The Greens want a more ambitious community sponsorship programme which can take 1000 refugees, over and above the annual quota. It also wants the programme to be based on need, rather than having language and skills requirements.

The final part of the Greens' refugee policy is to create a new humanitarian visa for climate refugees from the Pacific, which would initially be available to 100 people a year and possibly rise depending on demand.

Residents in Kiribati, Tuvalu and other islands are increasingly threatened by rising sea levels caused by a warming climate. The United Nations does not currently recognise climate change in its refugee-vetting process.

The proposed increase in New Zealand's refugee quota would require a new resettlement centre, in addition to the recently-upgraded centre in Mangere. The Greens would create a new centre outside Auckland, and pay for it by taking 10 per cent of the money raised by the Investor and Investor Plus schemes. Those programmes grant residency to migrants who invest between $3m and $10m.

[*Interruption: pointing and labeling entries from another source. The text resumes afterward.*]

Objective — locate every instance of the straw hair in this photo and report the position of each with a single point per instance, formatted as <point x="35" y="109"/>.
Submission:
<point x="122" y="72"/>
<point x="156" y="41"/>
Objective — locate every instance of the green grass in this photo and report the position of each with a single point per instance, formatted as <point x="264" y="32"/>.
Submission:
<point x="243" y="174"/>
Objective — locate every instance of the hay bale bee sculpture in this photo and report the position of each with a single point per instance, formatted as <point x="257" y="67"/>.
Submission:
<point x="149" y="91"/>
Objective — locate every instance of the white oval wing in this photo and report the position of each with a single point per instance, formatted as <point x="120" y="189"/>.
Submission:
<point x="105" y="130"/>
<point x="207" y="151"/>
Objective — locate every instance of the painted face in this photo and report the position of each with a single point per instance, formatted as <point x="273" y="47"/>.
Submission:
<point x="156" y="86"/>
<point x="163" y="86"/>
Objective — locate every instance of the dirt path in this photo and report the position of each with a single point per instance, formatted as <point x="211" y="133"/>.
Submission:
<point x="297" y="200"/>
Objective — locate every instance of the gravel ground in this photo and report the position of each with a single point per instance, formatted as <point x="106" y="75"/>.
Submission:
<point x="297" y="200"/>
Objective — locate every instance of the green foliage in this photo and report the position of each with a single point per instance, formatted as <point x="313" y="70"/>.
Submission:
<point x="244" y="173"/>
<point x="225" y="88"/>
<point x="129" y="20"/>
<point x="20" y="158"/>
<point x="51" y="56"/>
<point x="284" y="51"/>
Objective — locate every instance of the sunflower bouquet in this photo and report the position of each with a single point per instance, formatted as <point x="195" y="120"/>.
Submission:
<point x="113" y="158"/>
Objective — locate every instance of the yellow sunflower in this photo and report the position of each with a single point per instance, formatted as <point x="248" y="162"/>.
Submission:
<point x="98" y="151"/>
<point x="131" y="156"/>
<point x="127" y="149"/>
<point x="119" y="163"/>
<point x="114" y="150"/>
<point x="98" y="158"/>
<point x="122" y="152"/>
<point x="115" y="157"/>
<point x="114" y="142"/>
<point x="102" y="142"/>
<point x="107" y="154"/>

Where do parties stand on the refugee quota?
NATIONAL: Annual quota of 1000 refugees a year from 2018/19, possibly more if a community sponsorship programme is successful.
LABOUR: Increase quota to 1500 refugees a year over three years.
GREEN: Increase quota to 4000 within six years, with an additional 1000 taken by NGOs.
NZ FIRST: Supports quota of 1000, but only if immigration levels cut and safeguards increased.
MAORI: Increase the quota, consider an emergency intake of 500 people.
ACT: Increase refugee quota in line with GDP growth.
UNITED FUTURE: Increase quota, allow private organisations to play a bigger role in resettlement.